I am joining Raxa Collective from the Galapagos Islands with the objective of sharing my daily life, project initiatives and global perspectives from this small piece of land that happens to be one of the few places on Earth where sustainable development is still a feasible concept to implement.
But how did I arrive to the Evolution Paradise where Charles Darwin spent important days during his voyage of the Beagle? After getting my B.Sc. in Ecology and Natural Resources Management from Universidad San Francisco de Quito I decided to take a sabbatical year from university studies and became a naturalist guide in the Galapagos. Islanders say that when you drink water from Pelican Bay (a small Bay in Santa Cruz Islands), you will never leave the Islands again. And guess what?….. It happened to me with the exception that I left the Islands for several years before deciding that this is the place where I want to spend the rest of my life. I am lucky enough to be one of the Ecuadorians that have legal permanent residency in the Islands so I was able to act on that decision. But that is a completely different topic that will be the subject of one of my next dispatches.

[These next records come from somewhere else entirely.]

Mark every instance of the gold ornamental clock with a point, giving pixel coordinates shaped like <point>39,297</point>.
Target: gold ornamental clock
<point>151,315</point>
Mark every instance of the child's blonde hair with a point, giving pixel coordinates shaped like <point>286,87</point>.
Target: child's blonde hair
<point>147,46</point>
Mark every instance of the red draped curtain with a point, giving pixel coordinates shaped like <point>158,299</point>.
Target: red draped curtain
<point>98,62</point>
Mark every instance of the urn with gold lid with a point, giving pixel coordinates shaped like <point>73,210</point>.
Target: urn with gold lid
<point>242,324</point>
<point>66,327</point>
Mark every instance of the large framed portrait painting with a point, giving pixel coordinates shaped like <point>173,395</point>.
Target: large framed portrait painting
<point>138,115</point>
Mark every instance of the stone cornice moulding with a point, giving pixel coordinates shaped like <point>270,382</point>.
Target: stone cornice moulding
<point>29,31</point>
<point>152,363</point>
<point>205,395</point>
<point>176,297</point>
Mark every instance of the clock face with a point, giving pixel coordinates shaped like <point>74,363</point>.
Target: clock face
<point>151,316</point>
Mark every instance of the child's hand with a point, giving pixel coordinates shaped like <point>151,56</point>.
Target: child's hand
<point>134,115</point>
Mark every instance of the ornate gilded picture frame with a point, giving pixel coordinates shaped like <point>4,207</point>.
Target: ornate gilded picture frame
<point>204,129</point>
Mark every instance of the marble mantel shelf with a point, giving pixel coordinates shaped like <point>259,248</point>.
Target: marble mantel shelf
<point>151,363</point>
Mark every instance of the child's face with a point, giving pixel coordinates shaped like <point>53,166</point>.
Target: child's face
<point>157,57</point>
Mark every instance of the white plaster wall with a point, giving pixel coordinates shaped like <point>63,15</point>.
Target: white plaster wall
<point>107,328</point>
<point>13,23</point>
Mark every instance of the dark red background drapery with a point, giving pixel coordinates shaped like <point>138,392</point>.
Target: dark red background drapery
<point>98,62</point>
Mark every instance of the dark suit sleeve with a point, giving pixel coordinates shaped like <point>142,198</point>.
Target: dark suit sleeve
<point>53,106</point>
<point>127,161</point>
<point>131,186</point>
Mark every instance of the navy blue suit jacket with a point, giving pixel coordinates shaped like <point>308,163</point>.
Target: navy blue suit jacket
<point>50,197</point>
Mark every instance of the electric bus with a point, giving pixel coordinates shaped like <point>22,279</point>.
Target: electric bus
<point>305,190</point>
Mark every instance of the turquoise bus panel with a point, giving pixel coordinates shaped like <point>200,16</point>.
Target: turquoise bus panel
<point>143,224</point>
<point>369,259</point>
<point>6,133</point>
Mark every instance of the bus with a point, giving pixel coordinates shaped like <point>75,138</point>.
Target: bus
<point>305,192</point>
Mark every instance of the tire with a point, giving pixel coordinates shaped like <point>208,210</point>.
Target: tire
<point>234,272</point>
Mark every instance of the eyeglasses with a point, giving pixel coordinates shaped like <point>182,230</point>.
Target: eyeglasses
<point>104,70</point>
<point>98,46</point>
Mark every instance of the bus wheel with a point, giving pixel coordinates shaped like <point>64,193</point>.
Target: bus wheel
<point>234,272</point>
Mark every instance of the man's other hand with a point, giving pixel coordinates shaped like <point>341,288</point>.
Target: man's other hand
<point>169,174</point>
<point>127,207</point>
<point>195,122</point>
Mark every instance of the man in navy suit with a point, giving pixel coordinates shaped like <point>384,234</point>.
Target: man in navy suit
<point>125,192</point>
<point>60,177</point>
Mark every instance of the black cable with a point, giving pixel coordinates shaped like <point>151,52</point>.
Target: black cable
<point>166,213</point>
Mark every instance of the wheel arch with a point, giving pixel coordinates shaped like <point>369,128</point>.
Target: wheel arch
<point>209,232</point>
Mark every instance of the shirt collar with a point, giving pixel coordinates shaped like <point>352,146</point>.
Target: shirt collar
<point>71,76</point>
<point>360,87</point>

During these years of absence from the Islands I got married with my best friend –whom I met at the Galapagos Islands- and we went to Costa Rica to finish our education. I got an M.B.A. with the objective of understanding how the “real world” worked. By “real” I mean the “green” world that is not described by scientific names of trees and animals but is managed and directed by the color of money. During these Costa Rica years I studied, worked and was in contact with the country’s blooming ecotourism/tourism industry.
When I returned to my country of origin –Ecuador- my natural niche was working as a bridge that linked environment with banking, economic and financial initiatives. I have now devoted more than ten years to the design, implementation and evaluation of Environmental Funds in Ecuador and several countries in Latin America and the Caribbean. These eco funds help finance environmental projects with the support of the international donor community and local financial mechanisms that recognize the value of nature and try to internalize it as a cost of the economy.
That very same nature has been great and generous with me. Its wisdom helped me to reorganize my priorities and a life that could have ended as a typical multilateral and bilateral oriented career in Washington or New York turned around and pointed to the middle of the Pacific. And from here, 1,000 miles from continental South America I am going to share the incredibly rich experience of living on this tiny point of the world.